Usually, if 1GB of VRAM is going to impact your workflow, you were already cutting it too close. 11GB vs 10GB shouldn't matter much for 4K editing, but there could be some people just sneaking by with 11GB on 6K timelines that 10GB would throw out of memory errors with. But, those people with 11GB would probably start seeing errors relatively soon as well since more and more apps are leveraging the GPU, which means increased VRAM usage overall.

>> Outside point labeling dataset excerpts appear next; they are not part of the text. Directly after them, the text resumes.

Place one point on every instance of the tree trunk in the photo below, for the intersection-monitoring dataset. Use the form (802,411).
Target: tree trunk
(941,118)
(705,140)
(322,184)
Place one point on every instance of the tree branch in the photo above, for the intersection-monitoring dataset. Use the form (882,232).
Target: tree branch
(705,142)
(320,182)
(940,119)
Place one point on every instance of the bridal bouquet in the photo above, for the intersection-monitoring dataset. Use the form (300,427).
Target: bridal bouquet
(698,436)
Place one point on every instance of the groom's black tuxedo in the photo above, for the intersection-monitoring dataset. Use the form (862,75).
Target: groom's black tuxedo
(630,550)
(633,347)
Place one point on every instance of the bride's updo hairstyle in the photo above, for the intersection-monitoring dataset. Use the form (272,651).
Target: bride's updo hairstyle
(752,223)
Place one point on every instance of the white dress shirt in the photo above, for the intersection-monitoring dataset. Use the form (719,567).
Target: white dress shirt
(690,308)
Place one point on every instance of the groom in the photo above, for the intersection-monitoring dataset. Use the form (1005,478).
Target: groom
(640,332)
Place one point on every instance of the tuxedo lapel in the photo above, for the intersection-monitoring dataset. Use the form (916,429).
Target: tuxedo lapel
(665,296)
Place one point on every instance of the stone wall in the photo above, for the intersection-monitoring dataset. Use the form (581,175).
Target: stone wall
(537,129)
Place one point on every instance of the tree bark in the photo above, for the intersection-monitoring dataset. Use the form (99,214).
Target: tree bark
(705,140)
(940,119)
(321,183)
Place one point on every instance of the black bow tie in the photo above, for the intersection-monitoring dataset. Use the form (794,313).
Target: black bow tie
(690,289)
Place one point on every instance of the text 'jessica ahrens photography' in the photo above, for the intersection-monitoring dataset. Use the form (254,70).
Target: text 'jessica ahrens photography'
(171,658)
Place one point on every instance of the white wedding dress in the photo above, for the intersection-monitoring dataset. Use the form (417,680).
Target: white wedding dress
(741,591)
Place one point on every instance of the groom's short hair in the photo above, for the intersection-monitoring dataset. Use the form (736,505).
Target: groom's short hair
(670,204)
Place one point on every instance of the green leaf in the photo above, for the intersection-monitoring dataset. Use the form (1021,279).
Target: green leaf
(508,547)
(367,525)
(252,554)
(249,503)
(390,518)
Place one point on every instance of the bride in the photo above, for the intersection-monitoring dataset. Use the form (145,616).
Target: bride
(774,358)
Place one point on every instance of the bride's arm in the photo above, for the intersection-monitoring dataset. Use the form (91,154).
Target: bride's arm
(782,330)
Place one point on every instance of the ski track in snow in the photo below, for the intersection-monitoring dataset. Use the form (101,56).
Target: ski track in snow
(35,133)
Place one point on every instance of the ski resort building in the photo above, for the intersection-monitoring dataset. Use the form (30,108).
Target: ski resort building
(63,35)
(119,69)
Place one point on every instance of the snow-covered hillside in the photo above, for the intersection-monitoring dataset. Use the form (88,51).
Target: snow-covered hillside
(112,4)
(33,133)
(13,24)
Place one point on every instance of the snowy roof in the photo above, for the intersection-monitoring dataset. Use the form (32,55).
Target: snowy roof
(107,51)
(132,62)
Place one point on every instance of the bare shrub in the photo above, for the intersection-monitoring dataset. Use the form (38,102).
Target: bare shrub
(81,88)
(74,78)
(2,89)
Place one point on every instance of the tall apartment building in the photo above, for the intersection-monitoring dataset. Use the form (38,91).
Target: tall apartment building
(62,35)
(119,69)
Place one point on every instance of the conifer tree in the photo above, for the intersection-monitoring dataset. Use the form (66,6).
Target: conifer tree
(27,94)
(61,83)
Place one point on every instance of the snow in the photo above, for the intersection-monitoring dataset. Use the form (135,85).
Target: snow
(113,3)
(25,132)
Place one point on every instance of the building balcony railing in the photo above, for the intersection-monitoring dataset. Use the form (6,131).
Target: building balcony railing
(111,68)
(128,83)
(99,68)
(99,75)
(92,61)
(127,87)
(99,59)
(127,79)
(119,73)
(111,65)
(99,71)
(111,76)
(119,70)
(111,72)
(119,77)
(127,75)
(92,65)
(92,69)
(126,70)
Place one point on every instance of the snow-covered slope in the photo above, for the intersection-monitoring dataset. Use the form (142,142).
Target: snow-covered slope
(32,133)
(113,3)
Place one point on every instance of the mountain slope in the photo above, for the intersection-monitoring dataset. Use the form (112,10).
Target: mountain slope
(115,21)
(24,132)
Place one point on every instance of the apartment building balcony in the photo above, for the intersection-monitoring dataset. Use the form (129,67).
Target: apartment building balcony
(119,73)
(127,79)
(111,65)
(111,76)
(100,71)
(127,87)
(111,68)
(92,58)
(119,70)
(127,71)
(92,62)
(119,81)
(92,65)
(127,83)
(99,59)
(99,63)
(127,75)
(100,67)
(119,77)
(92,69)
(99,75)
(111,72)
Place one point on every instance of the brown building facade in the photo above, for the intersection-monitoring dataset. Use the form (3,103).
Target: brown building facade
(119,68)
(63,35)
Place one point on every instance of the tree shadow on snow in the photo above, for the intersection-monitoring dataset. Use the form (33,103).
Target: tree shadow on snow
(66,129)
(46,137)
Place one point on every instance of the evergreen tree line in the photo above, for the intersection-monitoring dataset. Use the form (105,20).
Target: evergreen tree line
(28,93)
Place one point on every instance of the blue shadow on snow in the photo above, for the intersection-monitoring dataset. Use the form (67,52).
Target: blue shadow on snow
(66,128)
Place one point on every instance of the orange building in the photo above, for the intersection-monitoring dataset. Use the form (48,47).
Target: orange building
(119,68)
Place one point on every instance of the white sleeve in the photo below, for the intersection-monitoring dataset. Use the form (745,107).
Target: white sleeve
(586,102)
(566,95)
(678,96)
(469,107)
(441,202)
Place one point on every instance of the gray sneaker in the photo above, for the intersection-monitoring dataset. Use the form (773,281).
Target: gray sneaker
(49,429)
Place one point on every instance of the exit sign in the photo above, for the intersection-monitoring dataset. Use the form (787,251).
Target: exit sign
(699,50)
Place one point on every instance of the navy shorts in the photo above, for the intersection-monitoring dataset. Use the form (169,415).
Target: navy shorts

Posted on 2020-09-21 15:59:47
David Varela

Will there be a significant drop in performance that I use the RTX3080 a b450 board (pcie 3.0) rather than in a x550/570 (pcie 4.0)? thank you matt!

Posted on 2020-11-22 15:12:09

Actually, we should have an article coming in the next few days looking at PCI Express generational performance - so keep an eye out for that and I think it will answer your question :-)

Posted on 2020-11-23 16:33:18

Please do not lend any legitimacy to NVIDIA's so called $699 "RRP" unicorn. The 3080 is not available for anywhere near that price and will not be for a long-time yet. I understand you are looking at this from a performance comparison and not performance-to-price. SO either leave price out of it, or at least make it clear that you CAN get a used 2080ti for about $1200 if you are patient but will NOT find any real 3080's below 2,000$ and that is if you are lucky enough to get one. That's almost three times their nonsense "RRP".

Posted on 2021-03-06 09:09:42

Something to keep in mind is that distribution chains for end users and system integrators like us are completely separate. We actually don't have a shortage anymore on NVIDIA GPUs (not much of a surplus, but enough to keep up with orders), and we get them for pretty close to MSRP.

At the same time, the pricing/availability issues for consumers is also present on AMD cards - if not a bit worse. And with pricing being in such fluctuation for people looking to buy it as a part, there is really nothing else to use except MSRP. I'm sure looking forward to the day when the price is actually what everyone can get something for though!